A reta final da Premier League apresenta dois cenários: a maturidade do Manchester City e as falhas do Arsenal
A vitória do Manchester City por 3 x 0 sobre o Chelsea, neste domingo (12), em pleno Stamford Bridge representou mais do que um triunfo. O resultado representou a evolução do time de Pep Guardiola em mais uma reta final de Premier League, em comparação ao Arsenal, líder do torneio.
Em busca de retomar o título inglês, o Manchester City apresenta uma modelo de jogo intenso, claro e organizado contra os rivais. A consequência é clara: a equipe está há nove jogos sem perder na Premier League. A vitória deste domingo é a prova de que a identidade está sendo executada com sucesso.
O modelo de jogo executado pelo City nesta fase da competição é o 4-3-3. Com uma dupla de pontas veloz, a equipe pressiona os adversários pelo lado, especialmente no segundo tempo, quando o cansaço é notável.
O próximo confronto do time será contra o líder Arsenal, no domingo (19), no Eithad Stadium. Ao contrário do Manchester City, os Gunners apresenta uma queda de rendimento. Isso porque, conquistaram um ponto dos últimos seis disputados, aumentando o status de decisão deste jogo.
O retorno da temporada 2022/23?
A derrota do Arsenal por 2 x 1 para o Bournemouth, em casa, trouxe de volta um preocupante pergunta que os Gunners não queria saber. Este resultado simbolizaria uma volta da temporada 2022/23?
Naquela edição da Premier League, o Arsenal abriu cinco pontos de diferença para o Manchester City na 32ª rodada, a mesma deste final de semana. Porém, os Citizens tiveram uma arrancada impressionante e conquistar mais um título da competição.
Outro fator frequentemente nas rodadas finais são as estatísticas dos técnicos Pep Guardiola e Mikel Arteta no mês abril. Enquanto o técnico do Manchester City apresenta 79% de aproveitamento, o treinador do Arsenal tem apenas 44%. O mês, fundamental para definir possíveis campeões, é marcado pela produtividade de Guardiola e e a ineficiência de Arteta.
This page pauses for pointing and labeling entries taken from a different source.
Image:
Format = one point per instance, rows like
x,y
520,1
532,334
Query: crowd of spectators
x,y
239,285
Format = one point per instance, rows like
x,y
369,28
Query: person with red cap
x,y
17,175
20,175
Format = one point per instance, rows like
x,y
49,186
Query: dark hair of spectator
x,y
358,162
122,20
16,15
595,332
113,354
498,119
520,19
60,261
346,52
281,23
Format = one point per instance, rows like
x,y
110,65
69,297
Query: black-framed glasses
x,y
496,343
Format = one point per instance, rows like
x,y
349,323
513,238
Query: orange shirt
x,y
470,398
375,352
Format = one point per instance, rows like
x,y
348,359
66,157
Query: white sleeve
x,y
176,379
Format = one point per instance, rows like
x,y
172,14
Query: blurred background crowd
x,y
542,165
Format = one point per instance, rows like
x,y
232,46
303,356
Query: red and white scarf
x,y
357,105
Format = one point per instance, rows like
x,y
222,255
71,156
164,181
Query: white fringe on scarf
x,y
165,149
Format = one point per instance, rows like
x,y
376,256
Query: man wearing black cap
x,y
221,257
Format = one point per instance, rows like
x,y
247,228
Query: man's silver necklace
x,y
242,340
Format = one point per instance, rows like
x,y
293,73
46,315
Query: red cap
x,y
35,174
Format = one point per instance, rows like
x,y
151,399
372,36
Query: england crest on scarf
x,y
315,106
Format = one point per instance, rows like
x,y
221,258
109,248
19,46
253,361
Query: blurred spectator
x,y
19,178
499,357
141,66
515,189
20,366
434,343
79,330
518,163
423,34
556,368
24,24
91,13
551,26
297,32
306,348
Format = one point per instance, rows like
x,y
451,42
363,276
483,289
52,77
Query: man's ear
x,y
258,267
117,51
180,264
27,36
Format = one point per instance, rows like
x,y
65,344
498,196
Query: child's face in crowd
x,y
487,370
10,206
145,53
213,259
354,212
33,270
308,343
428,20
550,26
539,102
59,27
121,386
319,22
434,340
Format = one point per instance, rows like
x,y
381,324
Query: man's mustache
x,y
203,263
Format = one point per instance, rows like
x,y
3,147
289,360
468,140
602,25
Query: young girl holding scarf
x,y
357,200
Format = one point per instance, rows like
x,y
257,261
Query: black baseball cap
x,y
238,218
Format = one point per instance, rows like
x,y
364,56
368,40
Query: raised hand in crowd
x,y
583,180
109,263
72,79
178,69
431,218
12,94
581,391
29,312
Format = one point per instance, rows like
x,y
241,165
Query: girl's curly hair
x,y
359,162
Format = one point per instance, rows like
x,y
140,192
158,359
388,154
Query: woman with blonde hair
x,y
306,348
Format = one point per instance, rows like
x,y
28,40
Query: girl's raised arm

Contudo, após o jogo contra o City, o Arsenal enfrentará cinco times classificados na segunda página da Premier League. Enquanto, os Citizens jogarão contra Everton e Brentford, clubes que lutaram por vaga em competições europeias.
A mescla do passado com o presente do Manchester City
A constante competitividade no Manchester City sob o comando de Pep Guardiola não surgiu aleatoriamente. Para esta temporada, a equipe não teve medo em se prender ao passado e renovou o elenco.
As chegadas de Donnaruma, Cherki, Guehi e Antoine Semenyo trouxeram vitalidade ao time. Afinal, todos estes titulares possuem idades inferiores a 27 anos. Ao mesmo tempo, relevam também as pressões do Manchester City nos segundos tempos dos jogos.
O alinhamento de jovens atletas com os ídolos dos Citizens, como Bernardo Silva, Haaland e Rodri, deram uma cara mais competitiva, segura e madura. A equipe já conquistou a Copa da Liga Inglesa e busca a tríplice coroa nacional, com a Premier League e a FA Cup.
A competitividade citada faz com que momentos instáveis vividos nesta temporada por Haaland e Rodri não tenham impactado no rendimento atual do City.
Guardiola não importa em ser considerado azarão
Além do pesado investimento, as conquistas recentes elevaram o patamar do Manchester City. Tais feitos fizeram com que a equipe de Pep Guardiola tornasse favorita em diversas competições.
Contudo, o estigma anterior de azarão traz saudade ao treinador. “Éramos os azarões e isso era perfeito. Agora é diferente e essa é uma mentalidade com a qual temos que trabalhar’.
Mesmo com esta nova mentalidade, o Manchester City não tem o costume de se afetar em partidas decisivas, principalmente na Premier League. Em uma declaração recente, o técnico destaca que a mais importante não são os resultados, e sim, a construção de uma reflexão positiva sobre a equipe.